My Need For Control

Friday, August 5, 2005 7:28:34 PM

You cannot always control what goes on outside. But you can always control what goes on inside.*

If I flew to my parents home today I would find that they still live in the same house that I grew up in. The key to the house is the same. My room is still there with my original bed. I could sleep there tonight. In the kitchen I could fix myself something to eat and I would find all the forks, spoons, knives and plates in the same place as when I lived there 30 years ago. I would have no trouble finding anything. Even my parent’s phone number has been the same for 50 years. Right or wrong this is the environment in which I grew up. It was absolutely rock solid. Today, in my personal space (my apartment in the city and my apartment in the desert) everything has a place and I seldom change that position. I never have to think, “Where are the spoons? Where are the forks? Where are the cooking pots?” I could negotiate through my world blindfolded.
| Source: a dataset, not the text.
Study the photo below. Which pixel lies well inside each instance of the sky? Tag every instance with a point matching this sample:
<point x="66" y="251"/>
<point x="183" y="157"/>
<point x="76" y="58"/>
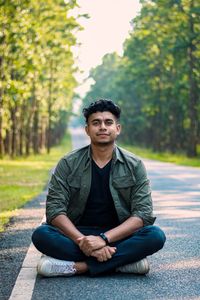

Anna, I come from a family of four: two parents and a brother. My brother is junior to me by four years which makes me almost an only child. Being an only child means that I am accustomed to being in control and having my own personal space. I grew up with complete privacy. In addition, I am protestant and Canadian. In general protestant Canadians have a subdued way about them compared to Americans. (An example of the protestant way is the groom’s family in My Big Fat Greek Wedding.) As I grew up my parents seldom had large family gatherings. Everything revolved around the nuclear family, never the extended family. Having joined Krishna Consciousness and immigrated to the United States changed everything in my life. I became a fish out of water. Joining Krishna Consciousness, with its denial of the use of birth control, destined me for a large family. I have nine children. Becoming American has given me two wives, ones Jewish and the other Catholic. In my new American-Jewish-Catholic world the family has always included the extended family; from my wives’ perspective happiness resolves around the family, and the more of it the better. But for me large families are loud, chaotic and boorish. I simply have no way of dealing with so many children and extended families. I hope you can now understand the extreme pressure I put on myself by changing my religion and culture and moving to a new country. I strongly advise anyone considering living outside of their natal country or marrying outside of their community to think long and hard about what they are doing. And above all never never change your religion. Such is the recipe for a difficult life. For better or worse this was been my way and hence my challenged, but intensely interesting life. Without all of these things I would have nothing to write about!

But Anna, there is even more. To make matters even more difficult I became a priest. This was the crushing blow that made my life almost overwhelming. A priest can have no privacy. A priest is owned by the public. His inside is the outside. Have I mentioned the members of my congregation who have walked into my bedroom at 4 AM demanding that I open the temple for them? Have I mentioned the ladies that have gone through my wife’s personal effects looking for her preferred means of birth control or lack thereof? A priest must also carry the burdens of the congregation. I can not tell you the stories that I hear from besieged wives or tormented husbands! For every one funeral that you attend, I attend 50 and every death carries a story of pain. Most people have no idea what suffering a priest bares! It is a miracle that I am still alive considering what I have put myself through. l find, therefore, a desperate need to keep just a few places in my life that are within my control. My personal spaces are my places of sanctuary and solace. I honor them.